Member of the House of Saud (born 1843)

Abdullah bin Abdullah Al Saud (عبد الله بن عبد الله آل سعود; born July 1843), later known as Abdullah Pasha, was a member of the Al Thunayan family, a branch of the House of Saud. He was a son of Abdullah bin Thunayan, Emir of Nejd.

Abdullah was born in July 1843, on the day his father died. As an adult, he made attempts to rebuild the Second Saudi State that his ancestors had ruled over. He eventually ended up in the Ottoman capital of Constantinople, where he ostensibly spent the rest of his life. He later served on the Ottoman Council of State. He also served the Ottoman government as an arbitrator for its relations with Arab tribes living within the empire. Abdullah was the paternal grandfather of Iffat bint Mohammad Al Thunayan, the consort of King Faisal of Saudi Arabia.

==Life==
Abdullah bin Abdullah Al Saud was the son of Abdullah bin Thunayan, Emir of Nejd from 1841 to 1843. Abdullah bin Thunayan became emir after overthrowing his cousin Khalid bin Saud in 1841. In 1843 Abdullah was overthrown by another cousin, Faisal bin Turki, who imprisoned him in Al Masmak fort. Emir Abdullah died in July of that year. One of his sons was born the same day he died, and due to this he was named Abdullah after his father.

In 1879 Abdullah bin Abdullah headed to Constantinople, hoping to gain control over territory in the Al-Hasa region which the Ottomans had seized from his Al Saud relatives. While he was going towards Constantinople he sought the support of British authorities in Damascus and Cairo, among other places, but nothing came of this. In August 1880, he reached Constantinople, where he became known as Abdullah Pasha.

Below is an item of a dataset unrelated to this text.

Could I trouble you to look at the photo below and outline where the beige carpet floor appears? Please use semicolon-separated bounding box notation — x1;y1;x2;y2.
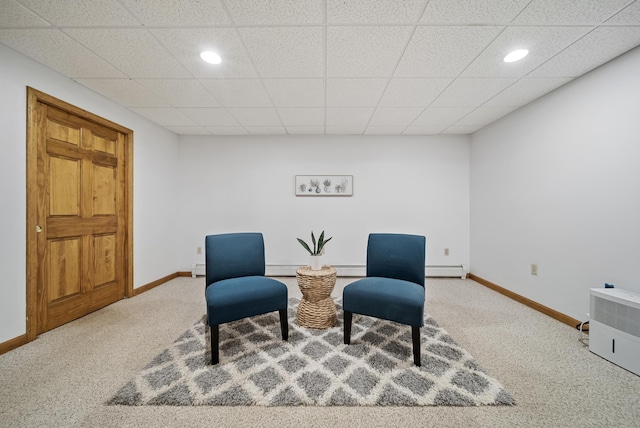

Abdullah Pasha was a member of the Ottoman Council of State in the 1880s and 1890s under Sultan Abdul Hamid II. He acted as a mediator between the Ottoman government and the Arab tribes living in the Ottoman territories. He was instrumental in educating students from the Arab provinces of Hejaz, Yemen, and Trablusgarb at the Harbiye military academy and at the Mekteb-i Aşiret-i Humayun in Constantinople.

==Personal life==
While Abdullah was in Constantinople, he married a Turkish Circassian woman named Tazeruh and had four children: Mohammad, the twins Ahmed and Al Jawhara, and Sulaiman. Abdullah also had two sons from a second marriage named Abdul Rahman and Abdul Qadir. Abdullah's son Mohammad became a physician in the Ottoman army and was the father of Queen Iffat, the wife of King Faisal. Another of his sons, Ahmed bin Abdullah Al Thunayan, was an advisor to King Abdulaziz of Saudi Arabia (founder of the Third Saudi State, the Kingdom of Saudi Arabia).